Contract development and manufacturing organisation (CDMO) Cobra Biologics, bioprocessing vendor Pall Biotech, and independent research and technology organisation, the Cell and Gene Therapy Catapult (CGTC), were granted a share of £1.5m ($1.9m).
Instigated by government organisation, Innovate UK, the funding will be used to investigate continuous manufacturing methodology for “more efficient production” of adeno-associated virus’ (AAV) – designed to infect cells with gene therapies.

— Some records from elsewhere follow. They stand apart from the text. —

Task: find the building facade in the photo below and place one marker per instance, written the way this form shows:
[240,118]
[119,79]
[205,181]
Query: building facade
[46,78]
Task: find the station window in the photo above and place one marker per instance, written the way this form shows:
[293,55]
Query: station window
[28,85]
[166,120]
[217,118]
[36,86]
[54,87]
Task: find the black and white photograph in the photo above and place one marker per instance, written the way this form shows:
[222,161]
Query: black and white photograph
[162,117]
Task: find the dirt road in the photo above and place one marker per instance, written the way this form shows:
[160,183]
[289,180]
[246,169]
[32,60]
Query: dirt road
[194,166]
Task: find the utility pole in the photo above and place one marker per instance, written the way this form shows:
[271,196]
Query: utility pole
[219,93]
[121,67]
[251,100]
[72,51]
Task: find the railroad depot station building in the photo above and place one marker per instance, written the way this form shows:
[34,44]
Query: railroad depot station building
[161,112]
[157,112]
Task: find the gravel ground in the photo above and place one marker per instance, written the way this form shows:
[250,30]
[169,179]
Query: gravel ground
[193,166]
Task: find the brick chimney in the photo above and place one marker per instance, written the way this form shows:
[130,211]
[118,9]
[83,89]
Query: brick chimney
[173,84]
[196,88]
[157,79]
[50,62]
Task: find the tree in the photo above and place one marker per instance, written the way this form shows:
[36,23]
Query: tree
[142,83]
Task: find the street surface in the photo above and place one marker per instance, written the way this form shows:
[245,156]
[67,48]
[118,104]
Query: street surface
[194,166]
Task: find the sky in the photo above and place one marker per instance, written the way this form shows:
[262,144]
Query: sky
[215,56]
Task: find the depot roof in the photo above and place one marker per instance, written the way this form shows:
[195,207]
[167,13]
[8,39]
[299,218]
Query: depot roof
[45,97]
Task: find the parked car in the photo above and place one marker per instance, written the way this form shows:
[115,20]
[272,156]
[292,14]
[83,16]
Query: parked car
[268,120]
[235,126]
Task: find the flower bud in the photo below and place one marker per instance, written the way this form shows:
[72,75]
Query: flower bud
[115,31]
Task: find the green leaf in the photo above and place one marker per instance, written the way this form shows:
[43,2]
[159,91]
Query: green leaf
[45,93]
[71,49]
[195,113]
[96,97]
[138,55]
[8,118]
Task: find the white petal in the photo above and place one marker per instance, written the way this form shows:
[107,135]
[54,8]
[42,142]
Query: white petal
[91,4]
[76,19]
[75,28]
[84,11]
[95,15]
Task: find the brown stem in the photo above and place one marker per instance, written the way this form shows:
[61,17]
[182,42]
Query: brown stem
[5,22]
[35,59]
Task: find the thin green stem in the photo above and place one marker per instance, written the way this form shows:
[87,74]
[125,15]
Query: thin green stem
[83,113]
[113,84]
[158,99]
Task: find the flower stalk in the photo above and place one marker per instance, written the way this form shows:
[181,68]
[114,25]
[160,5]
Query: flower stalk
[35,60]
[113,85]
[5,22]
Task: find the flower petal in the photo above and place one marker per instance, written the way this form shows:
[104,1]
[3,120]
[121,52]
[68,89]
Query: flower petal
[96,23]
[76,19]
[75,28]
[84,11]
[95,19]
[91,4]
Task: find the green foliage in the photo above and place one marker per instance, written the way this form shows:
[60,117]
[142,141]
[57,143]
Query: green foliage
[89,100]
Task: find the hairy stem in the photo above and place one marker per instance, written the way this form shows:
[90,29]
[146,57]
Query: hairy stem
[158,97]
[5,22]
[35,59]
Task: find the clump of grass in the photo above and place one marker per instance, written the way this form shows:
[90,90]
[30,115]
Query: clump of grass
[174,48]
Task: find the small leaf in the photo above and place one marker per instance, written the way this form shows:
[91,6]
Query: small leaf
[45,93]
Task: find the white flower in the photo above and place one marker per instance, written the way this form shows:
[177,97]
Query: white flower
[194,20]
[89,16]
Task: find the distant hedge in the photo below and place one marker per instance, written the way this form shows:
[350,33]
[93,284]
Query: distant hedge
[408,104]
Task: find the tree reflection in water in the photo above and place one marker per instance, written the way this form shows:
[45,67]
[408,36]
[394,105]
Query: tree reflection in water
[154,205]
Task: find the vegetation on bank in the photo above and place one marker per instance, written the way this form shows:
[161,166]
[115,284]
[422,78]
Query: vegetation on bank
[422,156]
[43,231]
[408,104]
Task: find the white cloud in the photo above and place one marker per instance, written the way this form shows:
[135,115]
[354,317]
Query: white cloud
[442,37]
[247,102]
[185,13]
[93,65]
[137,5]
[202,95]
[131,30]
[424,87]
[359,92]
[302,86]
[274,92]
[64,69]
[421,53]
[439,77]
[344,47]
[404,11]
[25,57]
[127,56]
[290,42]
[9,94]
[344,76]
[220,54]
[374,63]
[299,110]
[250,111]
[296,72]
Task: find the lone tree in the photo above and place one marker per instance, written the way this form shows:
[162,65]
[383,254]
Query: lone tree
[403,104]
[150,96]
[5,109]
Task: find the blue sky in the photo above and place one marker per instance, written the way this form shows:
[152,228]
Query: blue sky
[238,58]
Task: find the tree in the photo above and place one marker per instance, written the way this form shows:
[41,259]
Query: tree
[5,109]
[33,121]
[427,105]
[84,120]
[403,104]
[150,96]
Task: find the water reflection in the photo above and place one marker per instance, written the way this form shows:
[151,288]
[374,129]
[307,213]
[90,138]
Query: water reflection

According to Pall Biotech VP, Mario Philips, yields for downstream processing of AAVs are currently low, and the production process is “costly in both time and consumables”.
“With this project, we hope to advance the AAV purification process and affect a 25% or more step change in purification yields,” he added.
CGTC CEO, Keith Thompson, similarly predicts the collaboration to “take a major step” towards a more efficient, continuous process for gene therapy production.
“As we move forward, we will create a scalable continuous process that increases efficiencies in time and cost, to make commercialisation of gene therapies safer, faster, and cheaper than ever before,” he added in a statement.
The announcement comes days after the UK government granted £4.3m to Oxford BioMedica, Autulus, and Arc Trinova, to adopt digital technologies in their manufacturing processes.
The government also announced a separate investment of £3m in the UK’s Advanced Therapy Treatment Centres, to support the delivery of cell and gene therapies.